Er kehrte 1947 nach Palästina zurück, um die TJFF zu kommandieren, wo er die heikle Aufgabe hatte, die Truppe aufzulösen, um den Weg für den britischen Rückzug zu ebnen, eine Aufgabe, die er mit großem Geschick bewältigte. Anschließend verbrachte er seinen Urlaub in Österreich und belegte ein Semester in postgradualer Mediävistik an der Universität Graz. Nachdem er 1951 das Imperial Defense College besucht hatte, kommandierte er 1954 die 20. Panzerbrigade, bevor er zum Generalmajor und Kommandeur der 7. Panzerdivision befördert wurde.
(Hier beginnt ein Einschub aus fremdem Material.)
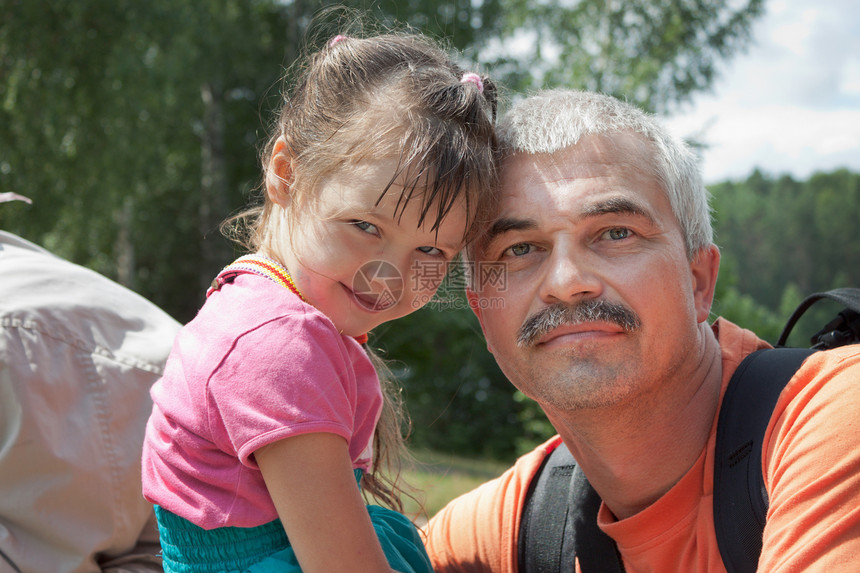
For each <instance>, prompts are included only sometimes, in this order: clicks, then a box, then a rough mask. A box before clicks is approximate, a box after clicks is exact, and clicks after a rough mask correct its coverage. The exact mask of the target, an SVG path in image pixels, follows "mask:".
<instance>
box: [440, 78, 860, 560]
mask: <svg viewBox="0 0 860 573" xmlns="http://www.w3.org/2000/svg"><path fill="white" fill-rule="evenodd" d="M500 132H501V139H502V142H503V145H504V146H505V148H506V149H507V152H506V154H505V156H504V157H503V160H502V161H503V162H502V172H501V181H502V199H501V206H500V211H499V214H498V217H497V218H496V220H495V221H494V223H492V225H491V226H490V228H489V231H488V232H487V234H486V236H484V237H482V238H481V239H480V240H479V241H477V242H476V244H474V245H473V246H472V254H473V256H474V257H475V259H476V261H477V262H478V263H481V262H492V263H499V262H501V263H504V264H505V266H506V271H507V275H506V282H505V283H504V284H489V285H483V286H482V288H478V289H476V290H477V292H472V293H470V295H469V296H470V297H471V299H472V301H473V308H475V309H476V311H475V312H476V313H477V315H478V318H479V320H480V322H481V326H482V328H483V331H484V334H485V337H486V340H487V345H488V347H489V349H490V351H491V352H493V354H494V356H495V358H496V360H497V361H498V363H499V365H500V366H501V368H502V370H503V371H504V373H505V374H506V375H507V377H508V378H509V379H510V380H511V382H512V383H513V384H514V385H515V386H517V388H519V389H520V390H521V391H522V392H523V393H524V394H526V395H528V396H529V397H531V398H533V399H534V400H536V401H537V402H538V403H539V404H540V406H541V407H542V408H543V410H544V411H545V412H546V414H547V416H548V418H549V420H550V421H551V422H552V424H553V426H554V427H555V429H556V430H557V431H558V433H559V436H556V437H555V438H553V439H552V440H550V441H549V442H547V443H546V444H544V445H542V446H540V447H539V448H537V449H536V450H534V451H533V452H531V453H529V454H527V455H526V456H524V457H522V458H521V459H520V460H518V462H517V463H516V465H515V466H514V467H513V468H512V469H511V470H509V471H508V472H506V473H505V474H504V475H503V476H502V477H500V478H499V479H497V480H494V481H492V482H489V483H487V484H484V485H483V486H481V487H480V488H478V489H477V490H475V491H473V492H470V493H468V494H466V495H464V496H462V497H461V498H459V499H457V500H455V501H453V502H452V503H451V504H449V505H448V506H447V507H446V508H445V509H443V510H442V511H441V512H440V513H439V514H438V515H437V516H435V517H434V518H433V519H432V520H431V523H430V524H429V526H428V545H429V551H430V555H431V558H432V559H433V561H434V565H435V567H436V571H437V572H440V573H442V572H446V571H493V572H502V573H512V572H515V571H518V564H517V559H518V557H517V545H518V532H519V526H520V518H521V511H522V507H523V500H524V498H525V495H526V492H527V490H528V487H529V485H530V483H531V480H532V477H533V476H534V475H535V473H536V472H537V470H538V468H539V466H540V464H541V462H542V461H543V460H544V458H545V457H546V456H547V455H548V453H549V452H551V451H552V450H553V449H555V448H556V447H557V446H558V445H559V444H560V443H561V441H562V440H563V442H564V443H565V444H566V445H567V446H568V448H569V450H570V451H571V453H572V454H573V457H574V458H575V459H576V462H577V464H578V465H579V466H580V468H581V469H582V470H583V472H584V474H585V476H586V477H587V478H588V480H589V482H590V483H591V485H592V486H593V487H594V489H595V490H596V492H597V493H598V494H599V495H600V498H601V499H602V501H603V503H602V505H601V507H600V510H599V514H598V517H597V521H598V525H599V527H600V528H601V529H602V530H603V532H605V533H606V534H608V535H609V536H610V537H611V538H612V539H613V540H614V541H615V542H616V544H617V547H618V551H619V553H620V555H621V558H622V560H623V565H624V567H625V569H626V571H628V572H633V571H660V572H661V573H664V572H671V571H678V572H685V573H689V572H705V571H725V567H724V565H723V563H722V561H721V558H720V553H719V549H718V547H717V543H716V537H715V533H714V521H713V510H712V501H713V500H712V495H713V467H714V442H715V430H716V421H717V415H718V412H719V407H720V403H721V399H722V395H723V392H724V390H725V387H726V385H727V383H728V380H729V379H730V377H731V375H732V373H733V372H734V370H735V369H736V367H737V366H738V364H739V363H740V361H741V360H742V359H743V358H744V357H745V356H746V355H748V354H749V353H751V352H752V351H754V350H756V349H759V348H765V347H767V343H765V342H764V341H762V340H760V339H758V338H757V337H756V336H755V335H754V334H753V333H752V332H749V331H746V330H743V329H741V328H739V327H737V326H735V325H734V324H731V323H729V322H728V321H725V320H723V319H718V320H716V322H714V324H713V325H709V324H708V318H709V314H710V310H711V301H712V298H713V293H714V285H715V283H716V280H717V271H718V267H719V260H720V254H719V250H718V249H717V247H716V246H714V244H713V242H712V231H711V224H710V217H709V209H708V197H707V191H706V190H705V188H704V186H703V184H702V181H701V177H700V174H699V170H698V166H697V162H696V160H695V158H694V156H693V155H692V153H691V152H690V151H689V150H688V149H687V148H686V146H684V145H683V144H682V143H681V142H679V141H677V140H675V139H674V138H672V137H671V136H670V135H668V134H667V133H666V132H665V131H664V129H663V128H662V127H661V126H660V125H659V124H658V123H657V122H656V121H655V120H654V119H653V118H652V117H650V116H648V115H646V114H644V113H642V112H641V111H639V110H637V109H635V108H633V107H632V106H629V105H627V104H625V103H622V102H619V101H617V100H615V99H613V98H610V97H607V96H602V95H597V94H590V93H581V92H566V91H552V92H544V93H541V94H538V95H536V96H534V97H531V98H528V99H526V100H524V101H522V102H520V103H519V104H517V105H515V106H514V107H513V109H512V110H511V111H510V112H509V114H508V115H507V116H506V117H505V119H504V121H503V122H502V126H501V127H500ZM751 247H754V246H751ZM480 297H486V298H489V299H495V300H496V301H498V300H502V301H503V304H502V305H499V304H492V305H489V304H481V301H480V300H477V299H478V298H480ZM858 382H860V348H858V347H857V346H849V347H843V348H841V349H837V350H832V351H827V352H818V353H816V354H815V355H813V356H812V357H811V358H809V359H807V360H806V362H805V363H804V365H803V366H802V367H801V369H800V370H799V371H798V372H797V374H796V375H795V376H794V377H793V379H792V380H791V382H789V384H788V386H787V387H786V390H785V391H784V392H783V393H782V395H781V397H780V399H779V402H778V403H777V406H776V409H775V411H774V414H773V416H772V419H771V423H770V426H769V428H768V431H767V433H766V435H765V443H764V448H763V470H764V479H765V483H766V486H767V490H768V494H769V498H770V510H769V513H768V519H767V524H766V527H765V529H764V540H763V545H764V548H763V551H762V554H761V559H760V562H759V570H760V571H789V570H790V571H825V570H826V571H848V570H856V567H857V563H858V562H860V448H858V447H857V444H858V441H860V423H858V422H857V414H856V413H857V412H858V411H860V383H858ZM559 503H566V500H559ZM525 550H526V551H535V550H537V547H536V546H531V545H530V546H527V547H526V548H525ZM577 570H579V564H577Z"/></svg>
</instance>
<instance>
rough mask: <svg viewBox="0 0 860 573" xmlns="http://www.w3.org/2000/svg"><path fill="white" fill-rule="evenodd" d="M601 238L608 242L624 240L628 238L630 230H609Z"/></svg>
mask: <svg viewBox="0 0 860 573" xmlns="http://www.w3.org/2000/svg"><path fill="white" fill-rule="evenodd" d="M603 236H604V237H605V238H607V239H609V240H610V241H620V240H621V239H626V238H627V237H629V236H630V229H627V228H625V227H615V228H614V229H609V230H608V231H606V232H605V233H603Z"/></svg>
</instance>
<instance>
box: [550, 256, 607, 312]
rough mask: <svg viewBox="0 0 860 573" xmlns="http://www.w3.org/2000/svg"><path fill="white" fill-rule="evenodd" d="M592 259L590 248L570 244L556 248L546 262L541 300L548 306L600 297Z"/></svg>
mask: <svg viewBox="0 0 860 573" xmlns="http://www.w3.org/2000/svg"><path fill="white" fill-rule="evenodd" d="M591 259H592V256H591V255H590V254H589V253H588V252H587V249H581V248H576V247H575V246H573V245H570V244H558V245H554V246H553V249H552V251H551V252H550V254H549V256H548V257H547V258H546V259H545V260H544V263H543V266H544V269H543V274H542V276H541V284H540V297H541V299H542V300H543V301H544V302H546V303H547V304H555V303H557V302H563V303H568V304H569V303H571V302H574V301H577V300H580V299H583V298H594V297H596V296H599V295H600V294H601V292H602V290H603V282H602V280H601V279H600V276H599V274H598V273H597V269H596V268H595V264H594V261H592V260H591Z"/></svg>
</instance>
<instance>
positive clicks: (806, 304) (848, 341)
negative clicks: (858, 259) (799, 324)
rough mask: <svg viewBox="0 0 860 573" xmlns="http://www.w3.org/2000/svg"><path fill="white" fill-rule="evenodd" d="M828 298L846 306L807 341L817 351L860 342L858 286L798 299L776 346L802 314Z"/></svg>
mask: <svg viewBox="0 0 860 573" xmlns="http://www.w3.org/2000/svg"><path fill="white" fill-rule="evenodd" d="M823 299H830V300H833V301H836V302H838V303H839V304H841V305H842V306H844V307H845V310H843V311H842V312H840V313H839V314H838V315H837V316H836V318H834V319H833V320H832V321H830V322H829V323H827V325H825V326H824V328H822V329H821V330H819V331H818V332H816V333H815V334H814V335H812V338H811V339H810V341H809V342H810V344H811V345H812V347H813V348H815V349H816V350H822V349H826V348H836V347H837V346H843V345H845V344H853V343H856V342H857V341H860V289H858V288H837V289H833V290H829V291H827V292H819V293H815V294H811V295H809V296H808V297H806V298H805V299H803V302H801V303H800V304H799V305H798V307H797V309H796V310H795V311H794V312H793V313H792V315H791V316H790V317H789V319H788V321H786V323H785V328H784V329H783V330H782V334H780V335H779V340H777V342H776V345H777V346H785V344H786V342H787V341H788V335H789V334H791V330H792V329H793V328H794V325H795V324H796V323H797V321H798V320H799V319H800V317H801V316H803V314H804V313H805V312H806V311H807V310H808V309H809V307H811V306H812V305H813V304H815V303H816V302H818V301H819V300H823Z"/></svg>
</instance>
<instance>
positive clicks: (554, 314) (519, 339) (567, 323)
mask: <svg viewBox="0 0 860 573" xmlns="http://www.w3.org/2000/svg"><path fill="white" fill-rule="evenodd" d="M589 322H608V323H611V324H616V325H618V326H619V327H620V328H621V329H623V330H624V332H633V331H634V330H637V329H638V328H639V327H640V326H641V321H640V320H639V316H638V315H637V314H636V313H635V312H633V310H632V309H630V308H627V307H626V306H624V305H622V304H618V303H614V302H609V301H608V300H602V299H587V300H583V301H581V302H579V303H577V304H572V305H568V304H564V303H557V304H554V305H552V306H548V307H546V308H543V309H541V310H539V311H538V312H536V313H535V314H533V315H532V316H530V317H529V318H527V319H526V321H525V322H524V323H523V325H522V326H521V327H520V329H519V332H518V333H517V346H519V347H528V346H534V345H535V344H537V341H538V340H540V338H541V337H542V336H544V335H545V334H547V333H549V332H551V331H552V330H555V329H556V328H558V327H559V326H562V325H565V324H569V325H576V324H586V323H589Z"/></svg>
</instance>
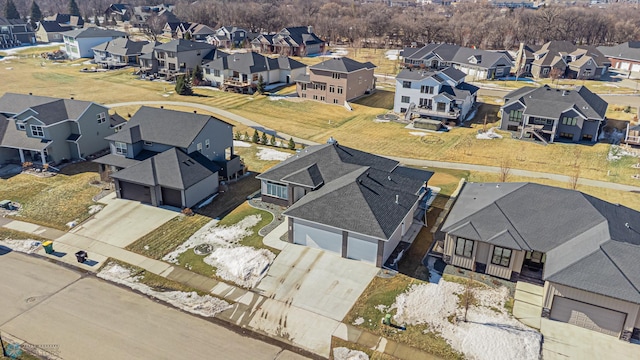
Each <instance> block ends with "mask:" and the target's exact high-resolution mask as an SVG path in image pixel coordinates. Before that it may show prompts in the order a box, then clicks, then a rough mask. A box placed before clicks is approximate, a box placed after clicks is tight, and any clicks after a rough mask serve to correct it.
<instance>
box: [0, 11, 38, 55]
mask: <svg viewBox="0 0 640 360" xmlns="http://www.w3.org/2000/svg"><path fill="white" fill-rule="evenodd" d="M35 43H36V35H35V33H34V32H33V29H31V25H30V24H29V23H27V22H25V21H24V20H21V19H7V18H3V17H0V49H8V48H12V47H15V46H21V45H28V44H35Z"/></svg>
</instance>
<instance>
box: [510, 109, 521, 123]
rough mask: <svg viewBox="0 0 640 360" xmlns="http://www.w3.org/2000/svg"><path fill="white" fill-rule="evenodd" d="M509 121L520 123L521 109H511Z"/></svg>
mask: <svg viewBox="0 0 640 360" xmlns="http://www.w3.org/2000/svg"><path fill="white" fill-rule="evenodd" d="M509 121H513V122H518V123H522V110H511V111H510V112H509Z"/></svg>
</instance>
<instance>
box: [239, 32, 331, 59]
mask: <svg viewBox="0 0 640 360" xmlns="http://www.w3.org/2000/svg"><path fill="white" fill-rule="evenodd" d="M251 47H252V48H253V50H255V51H257V52H260V53H267V54H280V55H286V56H309V55H314V54H320V53H322V52H324V47H325V43H324V41H323V40H322V39H320V38H319V37H318V36H317V35H316V34H315V33H314V32H313V27H312V26H296V27H288V28H284V29H282V30H280V32H278V33H276V34H261V35H259V36H257V37H256V38H255V39H253V40H252V41H251Z"/></svg>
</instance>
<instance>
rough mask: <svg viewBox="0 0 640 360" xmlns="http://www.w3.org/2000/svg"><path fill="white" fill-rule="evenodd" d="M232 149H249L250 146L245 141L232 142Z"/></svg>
mask: <svg viewBox="0 0 640 360" xmlns="http://www.w3.org/2000/svg"><path fill="white" fill-rule="evenodd" d="M233 147H251V144H250V143H248V142H246V141H240V140H233Z"/></svg>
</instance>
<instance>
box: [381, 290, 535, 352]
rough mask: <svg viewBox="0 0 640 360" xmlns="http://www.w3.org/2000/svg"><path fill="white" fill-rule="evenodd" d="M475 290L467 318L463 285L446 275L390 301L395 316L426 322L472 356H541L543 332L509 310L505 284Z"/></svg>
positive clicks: (425, 323) (413, 321)
mask: <svg viewBox="0 0 640 360" xmlns="http://www.w3.org/2000/svg"><path fill="white" fill-rule="evenodd" d="M472 291H473V295H474V298H475V299H476V300H477V303H478V305H477V306H471V307H469V311H468V313H467V322H464V321H463V320H462V319H463V317H464V309H461V308H458V296H457V294H461V293H463V292H464V286H462V285H460V284H457V283H452V282H448V281H444V280H441V281H440V283H439V284H431V283H429V284H421V285H414V286H412V287H411V288H409V290H408V291H407V292H405V293H403V294H400V295H398V297H396V301H395V303H394V304H393V305H392V306H391V308H392V309H393V308H395V309H397V313H396V315H395V317H394V320H395V321H396V322H397V323H399V324H409V325H417V324H428V325H429V326H430V330H432V331H435V332H438V333H439V334H440V335H441V336H442V337H443V338H444V339H445V340H446V341H447V342H448V343H449V344H450V345H451V347H453V348H454V349H455V350H457V351H460V352H462V353H464V355H465V356H466V357H469V358H472V359H478V360H482V359H488V360H501V359H505V360H508V359H522V360H526V359H531V360H534V359H538V358H539V354H540V341H541V335H540V333H538V332H537V331H535V330H532V329H530V328H528V327H527V326H525V325H524V324H522V323H520V322H519V321H517V320H516V319H514V318H513V317H511V316H510V315H509V314H507V313H506V311H505V310H504V303H505V301H506V299H507V296H508V294H509V291H508V290H507V289H506V288H504V287H502V288H499V289H489V288H477V289H473V290H472ZM452 316H453V317H452ZM449 318H452V319H453V321H452V322H453V323H452V322H451V321H449ZM456 319H458V320H456Z"/></svg>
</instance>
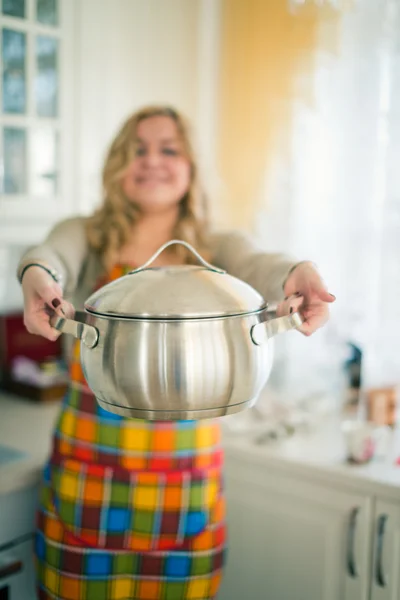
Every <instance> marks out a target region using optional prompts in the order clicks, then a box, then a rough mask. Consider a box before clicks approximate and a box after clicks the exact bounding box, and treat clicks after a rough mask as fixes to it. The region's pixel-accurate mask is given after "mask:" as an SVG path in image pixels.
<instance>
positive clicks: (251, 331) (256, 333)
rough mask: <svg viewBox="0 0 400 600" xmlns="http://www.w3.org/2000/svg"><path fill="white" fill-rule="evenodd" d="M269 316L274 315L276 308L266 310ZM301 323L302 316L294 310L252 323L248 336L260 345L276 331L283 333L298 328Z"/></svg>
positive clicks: (267, 339) (273, 334) (276, 333)
mask: <svg viewBox="0 0 400 600" xmlns="http://www.w3.org/2000/svg"><path fill="white" fill-rule="evenodd" d="M267 313H268V314H270V315H271V316H273V315H276V310H275V309H274V310H268V311H267ZM302 324H303V317H302V316H301V315H300V313H299V312H294V313H292V314H290V315H285V316H284V317H276V318H272V319H270V320H269V321H262V322H261V323H257V324H256V325H253V327H252V328H251V330H250V337H251V339H252V342H253V343H254V344H256V346H261V344H263V343H265V342H266V341H267V340H269V339H270V338H272V337H274V335H277V334H278V333H285V332H286V331H290V330H291V329H298V328H299V327H301V325H302Z"/></svg>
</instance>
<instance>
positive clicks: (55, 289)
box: [22, 267, 75, 341]
mask: <svg viewBox="0 0 400 600" xmlns="http://www.w3.org/2000/svg"><path fill="white" fill-rule="evenodd" d="M22 292H23V295H24V324H25V327H26V328H27V330H28V331H29V333H34V334H36V335H41V336H43V337H45V338H47V339H48V340H51V341H55V340H56V339H57V338H58V337H59V335H60V332H59V331H57V330H56V329H54V328H53V327H52V326H51V325H50V317H51V316H53V315H55V314H57V315H59V316H60V317H62V316H66V317H67V318H73V316H74V314H75V309H74V307H73V306H72V304H70V303H69V302H66V301H65V300H63V292H62V289H61V287H60V285H59V284H58V283H56V282H55V281H54V280H53V278H52V277H51V276H50V275H49V274H48V273H46V271H45V270H44V269H42V268H41V267H29V269H27V270H26V272H25V274H24V277H23V279H22Z"/></svg>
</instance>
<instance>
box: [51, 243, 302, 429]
mask: <svg viewBox="0 0 400 600" xmlns="http://www.w3.org/2000/svg"><path fill="white" fill-rule="evenodd" d="M171 244H183V245H184V246H186V247H187V248H188V249H190V250H191V251H192V252H193V253H194V254H195V255H196V256H197V258H198V260H199V261H200V263H201V266H197V265H184V266H169V267H161V268H152V267H151V266H150V265H151V263H152V262H153V261H154V260H155V259H156V258H157V256H158V255H159V254H160V253H161V252H163V250H165V249H166V248H167V247H168V246H170V245H171ZM301 323H302V319H301V317H300V315H299V313H298V312H294V313H293V314H291V315H288V316H284V317H278V318H272V319H271V312H270V311H269V310H268V307H267V304H266V302H265V301H264V299H263V298H262V297H261V296H260V294H259V293H258V292H256V291H255V290H254V289H253V288H252V287H251V286H249V285H248V284H246V283H244V282H243V281H241V280H239V279H237V278H235V277H233V276H231V275H228V274H227V273H226V272H225V271H223V270H221V269H218V268H216V267H214V266H213V265H210V264H209V263H207V262H206V261H205V260H204V259H203V258H202V257H201V256H200V255H199V254H198V253H197V252H196V251H195V250H194V249H193V248H192V246H190V245H189V244H187V243H186V242H182V241H179V240H172V241H171V242H168V243H167V244H164V245H163V246H162V247H161V248H160V249H159V250H158V251H157V252H156V253H155V254H154V256H152V257H151V259H150V260H149V261H148V262H147V263H146V264H144V265H143V266H142V267H140V268H138V269H136V270H134V271H131V272H130V273H129V274H128V275H126V276H124V277H121V278H119V279H117V280H116V281H113V282H111V283H109V284H107V285H105V286H104V287H102V288H101V289H99V290H98V291H97V292H95V293H94V294H93V295H92V296H90V297H89V298H88V299H87V301H86V302H85V312H84V313H81V314H80V315H79V317H78V318H77V317H76V318H75V320H71V319H64V318H59V317H53V319H52V325H53V327H55V328H56V329H58V330H59V331H62V332H64V333H70V334H72V335H74V336H75V337H76V338H79V339H80V340H81V362H82V368H83V371H84V375H85V377H86V380H87V383H88V385H89V387H90V389H91V390H92V391H93V393H94V394H95V396H96V398H97V401H98V403H99V404H100V406H102V407H103V408H104V409H106V410H108V411H110V412H112V413H116V414H119V415H123V416H126V417H133V418H144V419H149V420H161V421H164V420H169V421H170V420H180V419H203V418H211V417H219V416H223V415H228V414H232V413H235V412H239V411H241V410H243V409H245V408H247V407H249V406H251V405H253V404H254V403H255V402H256V400H257V398H258V395H259V393H260V391H261V389H262V388H263V387H264V385H265V383H266V381H267V379H268V376H269V374H270V371H271V367H272V360H273V346H272V339H271V338H272V337H273V336H274V335H276V334H277V333H281V332H284V331H288V330H290V329H294V328H297V327H299V326H300V325H301Z"/></svg>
Er sprach fließend Deutsch und war aktiv bei der Förderung der englisch-deutschen Beziehungen und des Studiums Deutschlands durch die Mitarbeiter der BAOR. 1958 verließ er Deutschland, um Kommandant des Royal Military College of Science in Shrivenham zu werden und wurde 1961 zum Generalleutnant befördert sowie zum GOC, Nordirland. Er hielt auch die Lees Knowles-Vorlesungen in Cambridge, die allgemein für ihren akademischen Rang gelobt wurden und sehr gut aufgenommen wurden. 1963 wechselte er als stellvertretender Chef des Generalstabs in das Verteidigungsministerium, zuständig für Truppenorganisation und Waffenentwicklung. Er war im Ausschuss beeindruckend und wusste genau, was seine Rolle beinhaltete, und er kämpfte mit Menschen auf allen Ebenen der Regierung, wenn die Sache dies rechtfertigte. Als führende Figur bei der Neuordnung der Territorialarmee erlitt er große Unbeliebtheit. Es war daher eine umstrittene Entscheidung, ihn zum General zu befördern und ihm das Kommando über BAOR und das parallele Kommando über die Northern Army Group der NATO zu übertragen, aber seine Fähigkeit, mehrere Sprachen zu sprechen, machte ihn zu einer internationalen Persönlichkeit, ebenso wie seine Freundschaft mit ausländischen Soldaten wie General Kielmansegg der Bundeswehr. 1968 schrieb er einen höchst kontroversen Brief an die Times, in dem er die offensichtliche Unbesorgtheit der britischen Regierung über die Stärke der NATO-Streitkräfte in Europa kritisierte, den Brief jedoch mit seinem NATO-Hut und nicht mit seinem britischen unterzeichnete. Das Aufsehen erregte seinen besonderen Humor.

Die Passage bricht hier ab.